Subrogation and How It Affects You

Subrogation is a term that's well-known among insurance and legal companies but rarely by the customers who hire them. Rather than leave it to the professionals, it is in your self-interest to understand the steps of the process. The more you know, the more likely an insurance lawsuit will work out favorably.

An insurance policy you hold is a promise that, if something bad happens to you, the company that covers the policy will make restitutions in a timely fashion. If you get injured on the job, for example, your company's workers compensation insurance agrees to pay for medical services. Employment lawyers handle the details; you just get fixed up.

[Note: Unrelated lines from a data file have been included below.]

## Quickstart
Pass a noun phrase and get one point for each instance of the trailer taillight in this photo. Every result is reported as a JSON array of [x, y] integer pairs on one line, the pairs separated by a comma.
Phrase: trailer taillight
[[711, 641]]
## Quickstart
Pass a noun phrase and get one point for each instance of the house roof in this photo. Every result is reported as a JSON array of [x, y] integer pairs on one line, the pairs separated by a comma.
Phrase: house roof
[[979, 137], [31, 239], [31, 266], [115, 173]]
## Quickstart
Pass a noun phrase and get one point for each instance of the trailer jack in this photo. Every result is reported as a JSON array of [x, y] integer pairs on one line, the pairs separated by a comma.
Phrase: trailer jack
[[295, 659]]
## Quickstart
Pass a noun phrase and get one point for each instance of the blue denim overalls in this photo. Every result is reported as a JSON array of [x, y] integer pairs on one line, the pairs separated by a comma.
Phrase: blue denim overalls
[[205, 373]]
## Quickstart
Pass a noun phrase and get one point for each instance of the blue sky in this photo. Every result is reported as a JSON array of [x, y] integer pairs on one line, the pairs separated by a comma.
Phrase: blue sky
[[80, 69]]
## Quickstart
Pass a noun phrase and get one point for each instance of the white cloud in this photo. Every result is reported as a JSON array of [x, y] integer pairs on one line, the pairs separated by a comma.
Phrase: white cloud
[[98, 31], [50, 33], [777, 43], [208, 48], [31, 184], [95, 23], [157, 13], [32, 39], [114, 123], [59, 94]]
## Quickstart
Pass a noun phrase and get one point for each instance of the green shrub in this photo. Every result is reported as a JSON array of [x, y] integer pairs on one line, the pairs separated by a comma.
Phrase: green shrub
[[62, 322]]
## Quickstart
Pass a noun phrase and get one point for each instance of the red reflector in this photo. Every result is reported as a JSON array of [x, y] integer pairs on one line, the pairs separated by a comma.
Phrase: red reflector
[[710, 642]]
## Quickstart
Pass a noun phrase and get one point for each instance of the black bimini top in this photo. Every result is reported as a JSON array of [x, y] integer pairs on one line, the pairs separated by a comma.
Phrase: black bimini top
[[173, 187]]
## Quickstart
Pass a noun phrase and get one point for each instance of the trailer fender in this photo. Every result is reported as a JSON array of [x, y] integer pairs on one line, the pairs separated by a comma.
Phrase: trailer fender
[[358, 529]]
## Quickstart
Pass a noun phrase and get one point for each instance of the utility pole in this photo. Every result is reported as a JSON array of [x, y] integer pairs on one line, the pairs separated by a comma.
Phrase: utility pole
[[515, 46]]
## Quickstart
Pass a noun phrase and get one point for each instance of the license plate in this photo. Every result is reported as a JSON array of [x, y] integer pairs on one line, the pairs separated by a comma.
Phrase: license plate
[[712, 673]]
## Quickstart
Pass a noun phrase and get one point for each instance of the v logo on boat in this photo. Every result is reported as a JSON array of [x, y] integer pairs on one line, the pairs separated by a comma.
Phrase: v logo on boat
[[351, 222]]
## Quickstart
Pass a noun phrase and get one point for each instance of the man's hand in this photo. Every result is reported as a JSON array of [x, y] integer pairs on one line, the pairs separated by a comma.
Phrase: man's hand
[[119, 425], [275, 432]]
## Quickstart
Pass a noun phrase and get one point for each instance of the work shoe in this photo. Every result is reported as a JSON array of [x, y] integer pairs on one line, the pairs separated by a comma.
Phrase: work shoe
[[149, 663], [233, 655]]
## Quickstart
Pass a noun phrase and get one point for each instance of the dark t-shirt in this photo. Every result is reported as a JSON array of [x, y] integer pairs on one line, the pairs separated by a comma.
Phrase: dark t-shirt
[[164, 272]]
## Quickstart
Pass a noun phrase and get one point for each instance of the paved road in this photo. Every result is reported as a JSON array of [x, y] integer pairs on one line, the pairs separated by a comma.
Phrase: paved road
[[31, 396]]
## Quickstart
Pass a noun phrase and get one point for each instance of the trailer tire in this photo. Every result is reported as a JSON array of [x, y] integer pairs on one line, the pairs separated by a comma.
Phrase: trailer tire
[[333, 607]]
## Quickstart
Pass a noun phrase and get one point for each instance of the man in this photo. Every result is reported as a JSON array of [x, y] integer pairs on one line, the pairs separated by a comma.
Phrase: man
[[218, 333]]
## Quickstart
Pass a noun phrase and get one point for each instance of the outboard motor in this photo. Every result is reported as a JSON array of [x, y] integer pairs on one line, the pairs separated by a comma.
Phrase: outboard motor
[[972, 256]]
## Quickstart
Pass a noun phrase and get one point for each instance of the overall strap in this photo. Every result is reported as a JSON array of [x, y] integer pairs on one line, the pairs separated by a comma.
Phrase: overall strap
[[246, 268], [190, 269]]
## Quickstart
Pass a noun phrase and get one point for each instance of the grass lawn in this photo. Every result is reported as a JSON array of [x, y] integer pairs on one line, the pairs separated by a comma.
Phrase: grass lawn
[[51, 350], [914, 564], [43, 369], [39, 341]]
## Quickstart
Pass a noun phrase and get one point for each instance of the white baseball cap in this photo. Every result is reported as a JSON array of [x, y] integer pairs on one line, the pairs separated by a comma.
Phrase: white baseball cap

But since determining who is financially accountable for services or repairs is typically a tedious, lengthy affair – and time spent waiting in some cases adds to the damage to the victim – insurance firms often opt to pay up front and figure out the blame after the fact. They then need a means to get back the costs if, ultimately, they weren't in charge of the payout.

For Example

Your stove catches fire and causes $10,000 in home damages. Happily, you have property insurance and it pays out your claim in full. However, the insurance investigator discovers that an electrician had installed some faulty wiring, and there is reason to believe that a judge would find him responsible for the damages. You already have your money, but your insurance agency is out ten grand. What does the agency do next?

How Does Subrogation Work?

This is where subrogation comes in. It is the method that an insurance company uses to claim payment when it pays out a claim that turned out not to be its responsibility. Some companies have in-house property damage lawyers and personal injury attorneys, or a department dedicated to subrogation; others contract with a law firm. Under ordinary circumstances, only you can sue for damages done to your self or property. But under subrogation law, your insurance company is given some of your rights for making good on the damages. It can go after the money originally due to you, because it has covered the amount already.

How Does This Affect the Insured?

For a start, if your insurance policy stipulated a deductible, it wasn't just your insurance company who had to pay. In a $10,000 accident with a $1,000 deductible, you have a stake in the outcome as well – namely, $1,000. If your insurance company is lax about bringing subrogation cases to court, it might choose to get back its expenses by raising your premiums and call it a day. On the other hand, if it knows which cases it is owed and goes after them aggressively, it is acting both in its own interests and in yours. If all is recovered, you will get your full deductible back. If it recovers half (for instance, in a case where you are found 50 percent at fault), you'll typically get $500 back, based on the laws in most states.

Furthermore, if the total loss of an accident is over your maximum coverage amount, you could be in for a stiff bill. If your insurance company or its property damage lawyers, such as Auto Accident Lawyer in Marietta, Ga, pursue subrogation and succeeds, it will recover your costs as well as its own.

All insurers are not the same. When comparing, it's worth contrasting the reputations of competing companies to evaluate if they pursue valid subrogation claims; if they resolve those claims with some expediency; if they keep their accountholders posted as the case goes on; and if they then process successfully won reimbursements right away so that you can get your losses back and move on with your life. If, instead, an insurer has a reputation of paying out claims that aren't its responsibility and then covering its profit margin by raising your premiums, you'll feel the sting later.